Bookbug, perhaps you are right. Perhaps I am going through some grief yet to be expressed. Having said that though, I feel like I've gone through 6 years of grief! Part of the difficulty is that I still have hope that the relationship may be rekindled. The downside of hope is that it makes it hard (impossible??) to let go and move on. Hope means that I am still holding on, which means the grief is inevitable. But without hope... hmmm I hate to think what the world would be without hope. So I keep hoping and suffer the inevitable pain that goes with it. Like it says in the movie Shawshank Redemption, "hope is a dangerous thing - it can very nearly kill a man...". Funny though, without hope, the main character in the movie would never have reached true freedom.

On a positive note, the hope I have held on to has also had the effect of causing my wife and I to grapple with the situation of me loving another person and has led us to where we are now. My wife has turned around from someone staunchly monogomous to now poly! So there is hope for those couples who are mono-poly for things to change!
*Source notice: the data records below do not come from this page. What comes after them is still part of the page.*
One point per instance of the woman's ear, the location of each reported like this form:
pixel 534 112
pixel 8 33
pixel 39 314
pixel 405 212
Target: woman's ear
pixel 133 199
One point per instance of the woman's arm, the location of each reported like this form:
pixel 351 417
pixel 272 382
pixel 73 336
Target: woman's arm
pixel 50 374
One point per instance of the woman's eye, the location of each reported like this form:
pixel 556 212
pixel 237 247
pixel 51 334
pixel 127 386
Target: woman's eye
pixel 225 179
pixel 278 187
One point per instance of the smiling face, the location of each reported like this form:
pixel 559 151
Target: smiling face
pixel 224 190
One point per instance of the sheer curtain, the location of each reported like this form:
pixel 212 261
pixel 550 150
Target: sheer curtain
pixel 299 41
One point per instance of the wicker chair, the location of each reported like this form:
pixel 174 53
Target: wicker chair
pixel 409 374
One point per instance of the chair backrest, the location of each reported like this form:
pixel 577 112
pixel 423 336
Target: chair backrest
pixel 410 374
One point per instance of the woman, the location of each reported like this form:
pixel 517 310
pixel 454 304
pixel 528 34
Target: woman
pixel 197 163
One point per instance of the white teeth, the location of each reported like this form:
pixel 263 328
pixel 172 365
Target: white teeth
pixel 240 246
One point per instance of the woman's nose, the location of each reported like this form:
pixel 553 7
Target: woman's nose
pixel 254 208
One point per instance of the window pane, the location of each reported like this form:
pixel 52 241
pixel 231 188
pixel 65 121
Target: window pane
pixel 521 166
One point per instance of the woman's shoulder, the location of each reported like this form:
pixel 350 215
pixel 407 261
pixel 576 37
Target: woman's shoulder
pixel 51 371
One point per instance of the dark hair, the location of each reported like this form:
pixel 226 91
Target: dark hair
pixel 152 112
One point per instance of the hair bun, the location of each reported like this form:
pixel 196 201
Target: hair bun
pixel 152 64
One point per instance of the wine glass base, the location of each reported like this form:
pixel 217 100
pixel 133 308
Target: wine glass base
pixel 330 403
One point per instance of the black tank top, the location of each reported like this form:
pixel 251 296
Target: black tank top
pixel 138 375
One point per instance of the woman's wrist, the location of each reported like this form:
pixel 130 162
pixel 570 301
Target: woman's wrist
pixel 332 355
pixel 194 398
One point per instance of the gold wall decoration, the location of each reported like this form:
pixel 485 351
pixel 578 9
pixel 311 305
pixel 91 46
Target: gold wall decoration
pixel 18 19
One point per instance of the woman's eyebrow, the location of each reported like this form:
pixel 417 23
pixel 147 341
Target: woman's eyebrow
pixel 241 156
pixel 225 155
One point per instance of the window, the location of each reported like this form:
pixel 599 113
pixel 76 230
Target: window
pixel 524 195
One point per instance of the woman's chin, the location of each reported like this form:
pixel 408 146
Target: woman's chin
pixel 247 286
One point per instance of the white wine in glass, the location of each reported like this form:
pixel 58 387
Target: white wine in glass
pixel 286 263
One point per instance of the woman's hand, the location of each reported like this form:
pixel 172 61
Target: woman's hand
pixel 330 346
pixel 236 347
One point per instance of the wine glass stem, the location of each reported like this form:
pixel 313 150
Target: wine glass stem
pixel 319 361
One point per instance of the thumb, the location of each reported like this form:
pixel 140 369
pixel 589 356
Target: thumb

Mind you, it took us 6 years of intense struggle, but it is possible!!

As to the other woman being open to communication, I tried a couple of months ago to arrange a meeting to talk, but it is too painful for her to see me. It is even too risky for her to open herself up to see me. It makes it tough for me because I still have unresolved questions and things to talk through, but that's just the way it is. However, our 12 year old daughter is going through kidney failure and has just started dialysis, and she heard about it and contacted my wife to send her good wishes and my wife and her have been communicating a little through text messages. Perhaps all is not completely lost???

So maybe the pain is just an ongoing inevitability of holding on to hope and as you say bigguy, I just need to keep talking about it and keep giving it time... It helps to even talk here...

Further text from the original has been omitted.